I was a teenager working in a record store when R.E.M.'s first album dropped. They had me at hello: That album cover looked like the deep southern woods where I lived, the kudzu choking the life out of anything that stood still too long.

"James, why are you wasting your money on that junk," my manager asked, but I knew something good had to be lurking behind that cover.

And man, was I right. From the opening beats of 'Radio Free Europe' I knew that 'Murmur' was my album, and that R.E.M. were my band. What I didn't realize was just how true that was. They were from just down the road a spell, from a town named Athens, Georgia, that I only knew as the place my neighbor went to college.

There was a whole scene going on down there, bands with names like Pylon and Love Tractor. There was no scene in my small southern town. If I wanted live music I had to go see whatever major label act was playing in the nearest city. That wasn't all bad, but for every Rush that came through the region there were five Foreigners.

Don't get me wrong, I loved every one of those shows --- cool dudes striking rock god poses with their Les Pauls and their Strats, epic drum solos, front men who swore we were the best audience they'd ever seen --- but it was all so disconnected from my reality.

'Murmur' wasn't. I had no idea what Michael Stipe was saying most of the time, but the way he said it resonated. Peter Buck's Rickenbacker sounded like the view outside my window. I still can't explain why, it just did. R.E.M. felt like part of my world, not some invading spandex horde demanding to know whether I was ready to rock.

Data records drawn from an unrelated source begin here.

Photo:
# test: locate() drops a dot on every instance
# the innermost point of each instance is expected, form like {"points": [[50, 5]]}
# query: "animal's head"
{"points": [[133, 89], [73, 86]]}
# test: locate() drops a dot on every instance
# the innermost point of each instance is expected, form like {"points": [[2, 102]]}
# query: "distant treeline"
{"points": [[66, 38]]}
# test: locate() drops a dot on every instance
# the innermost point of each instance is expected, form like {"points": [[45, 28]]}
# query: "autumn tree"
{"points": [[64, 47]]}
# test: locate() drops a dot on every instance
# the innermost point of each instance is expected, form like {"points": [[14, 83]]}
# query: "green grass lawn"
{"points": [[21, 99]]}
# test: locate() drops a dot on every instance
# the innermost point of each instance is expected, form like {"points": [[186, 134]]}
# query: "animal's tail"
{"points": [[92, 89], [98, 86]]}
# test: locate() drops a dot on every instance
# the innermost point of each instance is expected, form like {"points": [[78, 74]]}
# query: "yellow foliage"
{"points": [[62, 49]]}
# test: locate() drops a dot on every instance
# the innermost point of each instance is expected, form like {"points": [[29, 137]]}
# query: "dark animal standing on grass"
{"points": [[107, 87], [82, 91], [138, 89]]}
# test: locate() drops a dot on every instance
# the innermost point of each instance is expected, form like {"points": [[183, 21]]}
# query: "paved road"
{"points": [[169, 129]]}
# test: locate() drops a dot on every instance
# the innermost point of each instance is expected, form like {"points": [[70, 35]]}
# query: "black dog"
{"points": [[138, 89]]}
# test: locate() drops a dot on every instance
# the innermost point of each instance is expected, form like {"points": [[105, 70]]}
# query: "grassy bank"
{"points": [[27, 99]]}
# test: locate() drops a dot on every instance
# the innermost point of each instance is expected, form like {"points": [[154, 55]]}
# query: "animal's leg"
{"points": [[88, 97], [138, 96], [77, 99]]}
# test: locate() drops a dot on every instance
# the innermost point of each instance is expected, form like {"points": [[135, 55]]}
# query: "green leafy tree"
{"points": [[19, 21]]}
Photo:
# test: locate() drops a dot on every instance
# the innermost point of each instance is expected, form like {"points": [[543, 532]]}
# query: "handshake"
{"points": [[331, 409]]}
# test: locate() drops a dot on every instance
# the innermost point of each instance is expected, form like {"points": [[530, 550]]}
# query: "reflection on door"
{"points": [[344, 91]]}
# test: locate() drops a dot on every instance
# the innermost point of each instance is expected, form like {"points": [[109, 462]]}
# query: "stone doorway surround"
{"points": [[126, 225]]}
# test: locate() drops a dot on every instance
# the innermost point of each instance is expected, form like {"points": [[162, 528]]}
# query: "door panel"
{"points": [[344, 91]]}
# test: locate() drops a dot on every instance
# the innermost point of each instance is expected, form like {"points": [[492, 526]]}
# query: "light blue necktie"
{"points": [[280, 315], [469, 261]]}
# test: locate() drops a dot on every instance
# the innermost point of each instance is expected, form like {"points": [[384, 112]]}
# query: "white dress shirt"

And so I played the hell out of 'Talk About the Passion' and 'Catapult' in the privacy of my own room, or blasted 'Sitting Still' or 'West of the Fields' cruising around town with my best buddy, Lee, and I wondered what other musical treasures awaited me off the beaten path. R.E.M.'s label, I.R.S. Records, seemed like a good place to start, so I picked up most anything I could find with their distinctive logo. Down the bunny hole I went: Wall of Voodoo, the English Beat, Let's Active, the Alarm.

The strategy worked so well that I started looking for other dependable labels: SST, Rough Trade, Twin/Tone, 2 Tone. Without an internet and surrounded by cruddy radio stations, often the label was as good as it got when picking new music.

College radio stations picked up 'Murmur' and my favorite local band gained national recognition. The album went Top 40, and Rolling Stone magazine stuck its 1983 'Album of the Year' endorsement on it.

"College radio" became a big buzz word after that. College radio existed long before 'Murmur,' but R.E.M.'s out of the gate success brought the major labels sniffing around. Before the year was out the band was on national television. Indie music had hit the mainstream:

The band stuck it out on I.R.S. for four more years and four more more essential albums before moving up to the majors. I can't remember where I read it, but at the time when asked why he signed with Warner Bros., Stipe told a reporter, "Bugs Bunny." I knew it was the cash, but I liked the answer.

R.E.M.'s rise was so revered that coming from an indie label became a mark of credibility. Jane's Addiction were already signed to Warner Bros. when they recorded and released their eponymous debut on Triple X Records. Guns N' Roses went one step further and created their own fake label, Uzi Suicide, to release their indie debut even though they were already signed to Geffen.

R.E.M.'s rise was so revered that coming from an indie label became a mark of credibility.

There is no single point of origin, no patient zero at the root of independent music. The influences that led to whatever you're listening to right now sprawl wildly from all directions like the kudzu on the cover of 'Murmur.'

But in the last thirty years there is no album that has done more to open doors for indie artists than R.E.M.'s debut.